Russische Aktivistin Scherbakowa kritisiert orthodoxe Kirche

"Orthodoxe Verherrlichung des Staates"

Die Menschenrechtlerin und Historikerin Irina Scherbakowa hat die Regierungsnähe und kriegsbejahende Haltung der russisch-orthodoxen Kirche verurteilt. Die Rechtfertigungen von Kyrill I. seien unannehmbar.

Orthodoxe Kirche ragt inmitten von Trümmern heraus / © Alex Chan (dpa)
Orthodoxe Kirche ragt inmitten von Trümmern heraus / © Alex Chan ( dpa )

Die Kirche unter dem Moskauer Patriarchen Kyrill I. habe die repressive Politik von Präsident Wladimir Putin stets unterstützt und sei in der russischen Geschichte "immer angepasst" gewesen, sagte Scherbakowa in einem Interview der Zeitung "Neues Ruhrwort" (Samstag).

"Antimodernistische Sichtweise"

"Viele Theorien haben ihren Ursprung in der orthodoxen Verherrlichung des Staates", fügte die inzwischen aus Russland nach Israel geflüchtete Aktivistin hinzu. Die wiederholten Rechtfertigungen Kyrills I. für den Angriff auf die Ukraine bezeichnete sie als "unannehmbar". Zugleich spreche aus Putins Sichtweise auf den Westen "die klare antimodernistische Sichtweise der Orthodoxen Kirche".

Die Weltsicht des russischen Präsidenten bezeichnet Scherbakowa als "eine Giftmischung aus Nationalismus, Imperialismus, Ressentiments und Verachtung anderer Völker und Republiken, die sich aus der Sowjetunion befreit haben". Putin sehe sich als Retter, der nach der Katastrophe des Zusammenbruchs der Sowjetunion das russische Imperium wieder erstehen lass, und sei dabei von messianischen Vorstellungen getrieben.

Ukrainisches Kirchenoberhaupt: Kyrill I. als Patriarch untragbar

Das Oberhaupt der eigenständigen orthodoxen Kirche der Ukraine, Metropolit Epiphanius, hat die orthodoxen Kirchenführer anderer Länder zum Bruch mit dem Moskauer Patriarchen Kyrill I. aufgerufen. Kyrill habe von Anfang an Russlands Krieg gegen die Ukraine unterstützt und somit "diejenigen, die ihm als ihren Hirten vertrauten, in den Tod geführt", schreibt Epiphanius in einem am Dienstag in Kiew veröffentlichten Brief zum orthodoxen Osterfest an die Vorsteher der rund ein Dutzend eigenständigen (autokephalen) Kirchen.
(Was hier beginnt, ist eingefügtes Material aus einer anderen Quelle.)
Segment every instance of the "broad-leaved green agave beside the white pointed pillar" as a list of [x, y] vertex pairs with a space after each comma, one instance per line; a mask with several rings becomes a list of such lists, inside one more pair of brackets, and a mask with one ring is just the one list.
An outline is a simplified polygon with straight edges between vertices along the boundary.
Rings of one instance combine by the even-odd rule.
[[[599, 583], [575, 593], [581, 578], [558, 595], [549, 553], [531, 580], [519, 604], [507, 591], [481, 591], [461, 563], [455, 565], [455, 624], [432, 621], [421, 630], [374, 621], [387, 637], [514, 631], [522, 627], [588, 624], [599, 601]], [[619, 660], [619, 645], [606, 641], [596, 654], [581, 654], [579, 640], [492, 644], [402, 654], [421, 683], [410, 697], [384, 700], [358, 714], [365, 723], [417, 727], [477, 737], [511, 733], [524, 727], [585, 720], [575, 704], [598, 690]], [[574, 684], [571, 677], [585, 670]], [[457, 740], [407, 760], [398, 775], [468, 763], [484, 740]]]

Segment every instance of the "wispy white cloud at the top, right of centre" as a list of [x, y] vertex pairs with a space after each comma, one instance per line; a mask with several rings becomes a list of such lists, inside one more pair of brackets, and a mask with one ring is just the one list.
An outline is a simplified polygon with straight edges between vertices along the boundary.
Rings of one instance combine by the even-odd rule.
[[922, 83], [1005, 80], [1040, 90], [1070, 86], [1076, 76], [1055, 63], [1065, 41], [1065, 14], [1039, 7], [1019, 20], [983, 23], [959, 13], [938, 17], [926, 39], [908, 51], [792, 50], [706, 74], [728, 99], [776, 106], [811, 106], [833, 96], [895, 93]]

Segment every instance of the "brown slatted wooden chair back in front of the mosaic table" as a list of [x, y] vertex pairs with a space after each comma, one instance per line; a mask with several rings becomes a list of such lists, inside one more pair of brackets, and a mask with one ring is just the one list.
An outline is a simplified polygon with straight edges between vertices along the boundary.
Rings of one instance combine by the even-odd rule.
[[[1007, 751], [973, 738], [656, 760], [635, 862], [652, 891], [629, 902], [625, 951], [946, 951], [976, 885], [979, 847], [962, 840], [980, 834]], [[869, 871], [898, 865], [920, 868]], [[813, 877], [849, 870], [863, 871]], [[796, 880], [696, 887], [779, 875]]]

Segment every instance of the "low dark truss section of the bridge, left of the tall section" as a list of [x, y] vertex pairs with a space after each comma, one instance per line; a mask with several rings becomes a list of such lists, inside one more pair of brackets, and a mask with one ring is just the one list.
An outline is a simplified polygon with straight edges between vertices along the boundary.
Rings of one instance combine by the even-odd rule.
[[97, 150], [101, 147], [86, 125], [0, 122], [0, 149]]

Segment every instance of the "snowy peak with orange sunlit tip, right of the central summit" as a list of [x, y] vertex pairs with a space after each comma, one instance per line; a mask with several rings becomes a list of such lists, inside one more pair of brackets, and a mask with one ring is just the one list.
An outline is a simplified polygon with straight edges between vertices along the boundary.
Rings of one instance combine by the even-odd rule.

Epiphanius Dumenko, Metropolit der Orthodoxen Kirche der Ukraine (OKU), feiert einen Ostergottesdienst am 18. April 2020 in der Klosterkirche Sankt Michael in Kiew. / © Sergey Korovayny (KNA)
Epiphanius Dumenko, Metropolit der Orthodoxen Kirche der Ukraine (OKU), feiert einen Ostergottesdienst am 18. April 2020 in der Klosterkirche Sankt Michael in Kiew. / © Sergey Korovayny ( KNA )
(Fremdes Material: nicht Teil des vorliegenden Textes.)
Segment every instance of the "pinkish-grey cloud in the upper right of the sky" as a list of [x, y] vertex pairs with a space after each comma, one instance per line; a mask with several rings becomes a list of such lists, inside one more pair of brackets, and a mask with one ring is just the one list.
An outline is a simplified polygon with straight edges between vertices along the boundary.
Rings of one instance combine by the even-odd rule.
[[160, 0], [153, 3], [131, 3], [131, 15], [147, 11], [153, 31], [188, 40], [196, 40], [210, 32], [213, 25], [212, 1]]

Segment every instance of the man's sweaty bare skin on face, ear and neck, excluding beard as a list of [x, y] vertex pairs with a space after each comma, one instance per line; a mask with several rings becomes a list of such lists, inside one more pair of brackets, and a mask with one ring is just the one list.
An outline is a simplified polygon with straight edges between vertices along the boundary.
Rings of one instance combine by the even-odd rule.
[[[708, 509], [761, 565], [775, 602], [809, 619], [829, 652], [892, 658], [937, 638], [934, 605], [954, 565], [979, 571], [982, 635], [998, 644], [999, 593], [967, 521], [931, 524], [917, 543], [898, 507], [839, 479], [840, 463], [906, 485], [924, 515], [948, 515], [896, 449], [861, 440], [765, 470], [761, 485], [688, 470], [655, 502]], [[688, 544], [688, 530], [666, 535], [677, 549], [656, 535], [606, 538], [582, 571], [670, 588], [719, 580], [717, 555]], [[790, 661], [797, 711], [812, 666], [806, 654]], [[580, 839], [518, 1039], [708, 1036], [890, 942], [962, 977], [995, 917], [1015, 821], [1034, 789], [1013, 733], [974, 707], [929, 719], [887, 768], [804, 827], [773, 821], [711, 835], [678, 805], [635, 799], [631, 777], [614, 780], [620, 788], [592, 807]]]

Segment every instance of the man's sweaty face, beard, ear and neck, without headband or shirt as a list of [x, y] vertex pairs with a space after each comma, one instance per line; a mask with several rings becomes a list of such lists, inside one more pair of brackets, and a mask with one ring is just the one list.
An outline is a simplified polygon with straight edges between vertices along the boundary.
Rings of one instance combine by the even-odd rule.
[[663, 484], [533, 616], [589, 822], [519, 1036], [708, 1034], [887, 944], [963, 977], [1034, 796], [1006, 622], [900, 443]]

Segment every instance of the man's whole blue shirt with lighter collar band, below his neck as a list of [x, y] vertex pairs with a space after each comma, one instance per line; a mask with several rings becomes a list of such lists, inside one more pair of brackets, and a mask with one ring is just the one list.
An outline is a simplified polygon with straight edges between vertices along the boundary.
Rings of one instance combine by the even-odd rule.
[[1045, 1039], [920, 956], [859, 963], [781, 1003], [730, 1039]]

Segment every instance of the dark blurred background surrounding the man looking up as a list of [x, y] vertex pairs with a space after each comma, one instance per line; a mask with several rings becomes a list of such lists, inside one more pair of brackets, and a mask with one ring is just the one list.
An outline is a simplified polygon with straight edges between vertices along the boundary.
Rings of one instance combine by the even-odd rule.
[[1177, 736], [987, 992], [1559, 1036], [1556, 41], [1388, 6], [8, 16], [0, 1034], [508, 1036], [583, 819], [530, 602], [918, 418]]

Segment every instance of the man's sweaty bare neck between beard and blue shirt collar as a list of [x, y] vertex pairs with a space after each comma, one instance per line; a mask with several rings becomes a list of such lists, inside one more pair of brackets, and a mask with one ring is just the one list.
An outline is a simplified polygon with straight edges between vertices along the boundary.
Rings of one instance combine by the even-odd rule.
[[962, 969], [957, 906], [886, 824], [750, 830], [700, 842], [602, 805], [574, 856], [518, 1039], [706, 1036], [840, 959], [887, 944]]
"Bevölkerung stellt sich nicht gegen Putin"

Nach den Worten Scherbakowas sollen seit Kriegsbeginn bereits 300.000 Menschen Russland verlassen haben, darunter viele Regimegegner aus Angst vor Repressionen. Inzwischen wirkten sich der Krieg und die westlichen Wirtschaftssanktionen auch auf die Versorgungslage und den Arbeitsmarkt aus. Aber: "Die Bevölkerung will die Veränderungen nicht wahrnehmen und stellt sich nicht gegen Putin."

Scherbakowa, 1949 in Moskau als Kind jüdischer Eltern geboren, ist Mitbegründerin der inzwischen verbotenen Menschenrechtsorganisation Memorial. Die Gruppe setzt sich für eine Aufarbeitung der Verbrechen während der Sowjetzeit und die Opferfürsorge ein. Im Dezember 2021 löste das oberste russische Gericht Memorial wegen des Vorwurfs der Beeinflussung aus dem Ausland offiziell auf.

Als Autorin und Herausgeberin hat Irina Scherbakowa zahlreiche Bücher zu den Themen Stalinismus und Erinnerungskultur veröffentlicht, viele davon sind in deutscher Sprache erschienen.